Warning: Poisonous Paint On The Market

Many paints sold in Ghana for household use have been identified to contain toxic metal lead that causes lead poisoning and fatalities, especially among children.

A study by the United Nation Environmental Protection indicated that a total of 18 cans of new enamel decorative paints, which were purchased from retail shops in Accra, contain as high as 90ppm.

To raise awareness on the issue of lead poisoning, Ecological Restorations, an NGO, in collaboration with the Global Environment Facility Small Grants Programme, (GEF/SGP) and the United Nations Development Programme, has joined the rest of the world to mark this year’s international Lead Poisoning Prevention Week.

“It is essential for our society to respond to this global challenge and make the phase out of lead paint a top public priority. We must act with urgency as the health of our children can be permanently and irreversibly damaged even at very low exposures to lead,” said Emmanuel Odjam-Akumatey, Executive Director, Ecological Restorations.

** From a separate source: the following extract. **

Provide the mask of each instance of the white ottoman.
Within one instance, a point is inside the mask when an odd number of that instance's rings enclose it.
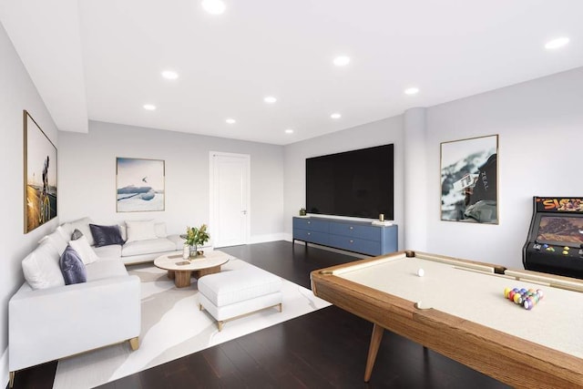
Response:
[[[281,279],[259,268],[200,277],[199,306],[217,320],[219,331],[231,319],[277,306],[281,312]]]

He said lead is considered by the World Health Organization as one of the 10 chemicals of major public health concern, and it includes 48 chemicals that could potentially pose unreasonable risks of public health, workplace and environment.

He said government needs to adopt holistic measures in collaborating with the paint industry and civil society for a regulation framework that will eventually phase out lead paint in tune with the global concerted effort to get rid of such paints.

Some of the exposures, he said, are lead added to petrol and lead from an active industry such as mining, lead from drinking water systems and lead in electronic waste.

Mr. George Ortsin, the National Co-ordinator of GEF Small Grant Programme of UNDP, called for concerted efforts by Ghana to meet the 2020 deadline by WHO to eliminate lead paint.

He said although paints containing high lead have been banned in developing countries like the United States of America, developing countries like Ghana still use them.